# 87 Schwinn high Sierra



## mrg (Jan 30, 2015)

Does anybody know if there is more than 1 version of this yr, I've seen specs that say mild steel, mines cromo Taiwan, somebody else said they had a Chicago built one ?. I also heard they were made in the giant factory, mine has a GT in serial # ?


----------



## schwinnbikebobb (Jan 30, 2015)

Found this:

http://www.mombat.org/Schwinn_Specs.htm

It shows cro mo.


----------



## mrg (Jan 30, 2015)

Thanks, saw that last nite but saw a frame on ebay he says is usa but just looked again and you can almost read the made in Taiwan sticker.


----------



## bikinjack (Jan 31, 2015)

By 1987, there were no Schwinns being made in Chicago, although the home office was still there.
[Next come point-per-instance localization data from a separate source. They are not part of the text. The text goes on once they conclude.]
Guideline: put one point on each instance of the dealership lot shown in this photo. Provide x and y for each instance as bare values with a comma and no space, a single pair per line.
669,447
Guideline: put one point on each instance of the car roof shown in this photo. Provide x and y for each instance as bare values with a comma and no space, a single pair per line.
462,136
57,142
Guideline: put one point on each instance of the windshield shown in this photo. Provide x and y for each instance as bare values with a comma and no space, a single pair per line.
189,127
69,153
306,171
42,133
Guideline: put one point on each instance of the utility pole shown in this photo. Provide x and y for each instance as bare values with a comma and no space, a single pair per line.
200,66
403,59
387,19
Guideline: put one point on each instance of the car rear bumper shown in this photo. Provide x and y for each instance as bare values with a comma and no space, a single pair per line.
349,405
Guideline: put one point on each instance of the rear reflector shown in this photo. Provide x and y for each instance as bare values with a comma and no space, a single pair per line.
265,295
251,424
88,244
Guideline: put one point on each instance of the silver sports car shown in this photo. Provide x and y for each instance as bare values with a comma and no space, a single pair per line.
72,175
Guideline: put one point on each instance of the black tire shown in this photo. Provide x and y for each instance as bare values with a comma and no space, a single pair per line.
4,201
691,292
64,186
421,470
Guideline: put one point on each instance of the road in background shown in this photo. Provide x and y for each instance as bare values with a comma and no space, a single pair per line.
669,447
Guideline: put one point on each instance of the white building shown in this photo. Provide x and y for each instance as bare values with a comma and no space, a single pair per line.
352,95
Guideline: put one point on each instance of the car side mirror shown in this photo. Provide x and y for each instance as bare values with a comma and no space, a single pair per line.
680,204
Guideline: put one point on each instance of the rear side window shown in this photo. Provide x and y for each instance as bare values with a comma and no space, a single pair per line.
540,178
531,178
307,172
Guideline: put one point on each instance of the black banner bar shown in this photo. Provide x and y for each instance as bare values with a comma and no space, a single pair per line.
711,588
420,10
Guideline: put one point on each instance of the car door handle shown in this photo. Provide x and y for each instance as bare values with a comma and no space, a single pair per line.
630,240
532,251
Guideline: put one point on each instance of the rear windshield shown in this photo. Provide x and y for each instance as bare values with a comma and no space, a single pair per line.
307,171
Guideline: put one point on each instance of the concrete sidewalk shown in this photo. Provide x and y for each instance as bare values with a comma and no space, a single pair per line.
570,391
Those bikes also came in yellow.  Yours looks to be the black chrome color.  It was likely made by Giant in Taiwan.


----------



## mrg (Jan 31, 2015)

yea, I figured the guy on ebay was wrong, well everything looks orig. but the grips (GT) and seat (velo with springs) although I have seen a couple of others with the same, dealer option for the fat-ass maybe. haven't found any catalog pics 87. Thanks


----------



## junkman71 (Aug 19, 2016)

they went to full cro-moly in 87.... 86 and older are cro-moly main tubes... I have an 86 I am building which is also black chrome


----------